The concept of a location as a character functions two-fold here—with the confines of the cabin acting as a pressure cooker, and the outside world offering space for secrets to spill and feelings to emerge. Moments by the sea and a trek through a glowing, abandoned amusement park lend beauty and mirror emotional arcs. “We’d first decided to look at Anglesey off the coast of Wales as the setting partially because the script called for a beach directly abutting the forest, for the exploratory sequence where Jem first starts to get a sense of Ray’s environment and they emerge from the trees directly onto the sand,” Ronan explains.
“There was a beach on the island which seemed to fit that description. It was the first location we looked at and it was eerie how precisely it matched what I had imagined. These uniform rows of tall, spindly trees just ended abruptly before these dunes covered in long silky grass. The shore itself was vast and completely empty, and the water was totally still that day, and there was this feeling that you were standing at the edge of the world,” he says.
“Wind was written into the script, but mostly in the sound design, only once visually,” he continues. “We knew we’d have to manufacture a huge current of wind in the beginning of the film, and I had sort of thought of that as an isolated incident. But I didn’t realize that the wind on the island would be incessant. We decided early on to be alive to that.

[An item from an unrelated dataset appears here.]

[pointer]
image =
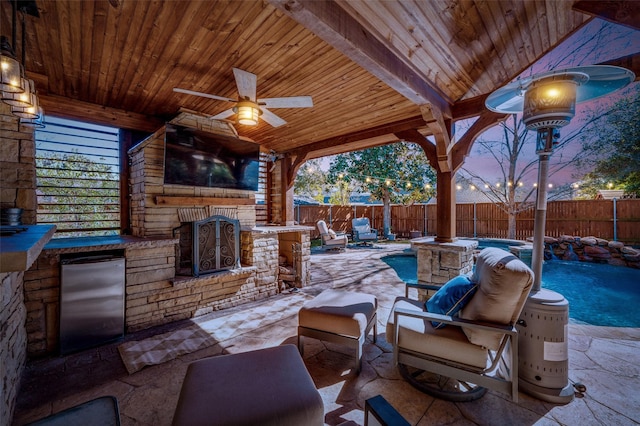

Most of the wind you see in the film is real.”
Mark Walledge, the supervising locations manager, led the search for a wooded area where they could build the film’s cabin. “We were walking around one of these when we saw something through the trees, a bit of a stone wall, and we went toward it and stumbled out into this circular clearing which was the exact size and shape as the clearing described in the script,” Ronan says. “There were the bones of this very old looking stone structure at the edge of the clearing which was the exact dimensions for the hut.” This discovery was woven into Ray’s backstory.
Ronan accented two scenes from the film—both moments of surrealism, one an epiphany—with a quadruped creature that appears in some of his painted pieces. For anyone familiar with his paintings, it feels like an artistic exclamation point, or the establishment of a unified otherworld. “I think of painting and film as two expressions of the same impulse,” Ronan says. “That impulse can be mysterious.”
A complex creative current passes between the film and the Megan Mulrooney exhibition. “I was pulling from Flickr photos from the early two thousands, thinking a lot about collective memory and of wanting to inhabit other lives and of this body of work as the seed of another film,” Ronan says of the source material behind this series of paintings. “But I was also making that show in a room above the cutting room while editing Anemone, painting at night and through the weekends, so the images and the overall feeling of the show were heavily influenced by the world I was entering downstairs.”